STO is a gem of a material in many ways. I doubt that we are done with its surprises.

Precision in Many-Body Systems

Measurements of the quantum Hall effect give a precise conductance in units of $e^2/h$. Measurements of the frequency of the AC current in a Josephson junction give us a frequency of $2e/h$ times the applied voltage. Hydrodynamic circulation in liquid 4He is quantized in units of $h/m_{4He}$. These measurements (and similar ones like flux quantization) are remarkable. They yield fundamental constants to a great degree of accuracy in a condensed matter setting– a setting which Murray Gell-Mann once referred to as “squalid state” systems. How is this possible?

At first sight, it is stunning that physics of the solid or liquid state could yield a measurement so precise. When we consider the defects, impurities, surfaces and other imperfections in a macroscopic system, these results become even more astounding.

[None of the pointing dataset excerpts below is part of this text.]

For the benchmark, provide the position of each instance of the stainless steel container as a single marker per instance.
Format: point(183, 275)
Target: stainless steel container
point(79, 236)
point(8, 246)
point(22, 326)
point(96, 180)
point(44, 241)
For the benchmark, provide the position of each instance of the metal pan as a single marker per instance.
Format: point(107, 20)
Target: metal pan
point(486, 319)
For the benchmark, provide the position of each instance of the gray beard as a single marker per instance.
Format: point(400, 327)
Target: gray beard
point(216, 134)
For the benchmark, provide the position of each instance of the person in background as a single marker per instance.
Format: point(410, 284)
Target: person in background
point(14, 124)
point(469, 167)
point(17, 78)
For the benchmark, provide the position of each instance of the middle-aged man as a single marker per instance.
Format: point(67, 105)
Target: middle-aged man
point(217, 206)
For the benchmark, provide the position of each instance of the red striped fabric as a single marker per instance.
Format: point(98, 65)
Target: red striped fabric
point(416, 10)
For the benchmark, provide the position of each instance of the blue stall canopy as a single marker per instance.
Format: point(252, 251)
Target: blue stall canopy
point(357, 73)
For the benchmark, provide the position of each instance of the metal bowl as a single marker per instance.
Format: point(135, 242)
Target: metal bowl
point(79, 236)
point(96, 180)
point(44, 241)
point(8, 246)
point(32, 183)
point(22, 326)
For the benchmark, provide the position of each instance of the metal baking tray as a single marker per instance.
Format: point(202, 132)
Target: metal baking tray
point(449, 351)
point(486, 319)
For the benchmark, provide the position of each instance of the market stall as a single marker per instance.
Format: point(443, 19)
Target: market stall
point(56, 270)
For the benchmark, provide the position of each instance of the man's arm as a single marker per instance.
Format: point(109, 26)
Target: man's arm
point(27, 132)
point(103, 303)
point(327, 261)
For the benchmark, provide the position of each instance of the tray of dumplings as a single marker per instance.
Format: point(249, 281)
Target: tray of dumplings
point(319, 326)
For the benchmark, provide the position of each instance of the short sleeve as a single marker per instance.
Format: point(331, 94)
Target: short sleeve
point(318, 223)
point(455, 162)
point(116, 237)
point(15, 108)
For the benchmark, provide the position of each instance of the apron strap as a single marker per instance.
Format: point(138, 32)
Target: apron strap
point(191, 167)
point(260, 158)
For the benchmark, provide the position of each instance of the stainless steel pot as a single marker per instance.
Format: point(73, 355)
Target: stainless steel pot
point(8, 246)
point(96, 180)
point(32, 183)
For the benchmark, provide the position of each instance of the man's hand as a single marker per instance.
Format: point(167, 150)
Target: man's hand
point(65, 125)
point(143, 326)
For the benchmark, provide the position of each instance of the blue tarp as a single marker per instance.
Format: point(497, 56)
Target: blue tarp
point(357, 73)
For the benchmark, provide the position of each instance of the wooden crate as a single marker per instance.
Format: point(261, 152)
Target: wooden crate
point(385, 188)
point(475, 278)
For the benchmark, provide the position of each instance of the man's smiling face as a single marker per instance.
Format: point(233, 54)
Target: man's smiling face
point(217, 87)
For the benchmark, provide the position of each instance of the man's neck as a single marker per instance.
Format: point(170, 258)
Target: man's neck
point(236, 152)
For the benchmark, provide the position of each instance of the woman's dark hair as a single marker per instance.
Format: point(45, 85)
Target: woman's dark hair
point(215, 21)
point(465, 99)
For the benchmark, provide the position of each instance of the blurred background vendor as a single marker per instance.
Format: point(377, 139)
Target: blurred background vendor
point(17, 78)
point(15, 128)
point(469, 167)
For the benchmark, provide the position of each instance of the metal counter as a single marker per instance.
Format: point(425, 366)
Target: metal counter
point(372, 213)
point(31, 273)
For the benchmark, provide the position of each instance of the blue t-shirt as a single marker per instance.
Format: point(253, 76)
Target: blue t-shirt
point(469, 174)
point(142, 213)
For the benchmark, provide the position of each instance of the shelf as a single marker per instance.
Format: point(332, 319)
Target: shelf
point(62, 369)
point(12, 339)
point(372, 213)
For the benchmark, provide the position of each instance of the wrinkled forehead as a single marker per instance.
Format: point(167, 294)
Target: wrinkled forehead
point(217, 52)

So where does this precision come from? It turns out that in all cases, one is measuring a quantity that is dependent on the single-valued nature of the (appropriately defined) complex scalar  wavefunction. The aforementioned quantities are measured in integer units, $n$, usually referred to as the winding number. Because the winding number is a topological quantity, in the sense that it arises in a multiply-connected space, these measurements do not particularly care about the small differences that occur in its surroundings.

For instance, the leads used to measure the quantum Hall effect can be placed virtually anywhere on the sample, as long as the wires don’t cross each other. The samples can be any (two-dimensional) geometry, i.e. a square, a circle or some complicated corrugated object. In the Josephson case, the weak links can be constrictions, an insulating oxide layer, a metal, etc. Imprecision of experimental setup is not detrimental, as long as the experimental geometry remains the same.

Another ingredient that is required for this precision is a large number of particles. This can seem counter-intuitive, since one expects quantization on a microscopic rather than at a macroscopic level, but the large number of particles makes these effects possible. For instance, both the Josephson effect and the hydrodynamic circulation in 4He depend on the existence of a macroscopic complex scalar wavefunction or order parameter. In fact, if the superconductor becomes too small, effects like the Josephson effect, flux quantization and persistent currents all start to get washed out. There is a gigantic energy barrier preventing the decay from the $n=1$ current-carrying state to the $n=0$ current non-carrying state due to the large number of particles involved (i.e. the higher winding number state is meta-stable). As one decreases the number of particles, the energy barrier is lowered and the system can start to tunnel from the higher winding number state to the lower winding number state.

In the quantum Hall effect, the samples need to be macroscopically large to prevent the boundaries from interacting with each other. Once the states on the edges are able to do that, they may hybridize and the conductance quantization gets washed out. This has been visualized in the context of 3D topological insulators using angle-resolved photoemission spectroscopy, in this well-known paper. Again, a large sample is needed to observe the effect.

It is interesting to think about where else such a robust quantization may arise in condensed matter physics. I suspect that there exist similar kinds of effects in different settings that have yet to be uncovered.

Aside: If you are skeptical about the multiply-connected nature of the quantum Hall effect, you can read about Laughlin’s gauge argument in his Nobel lecture here. His argument critically depends on a multiply-connected geometry.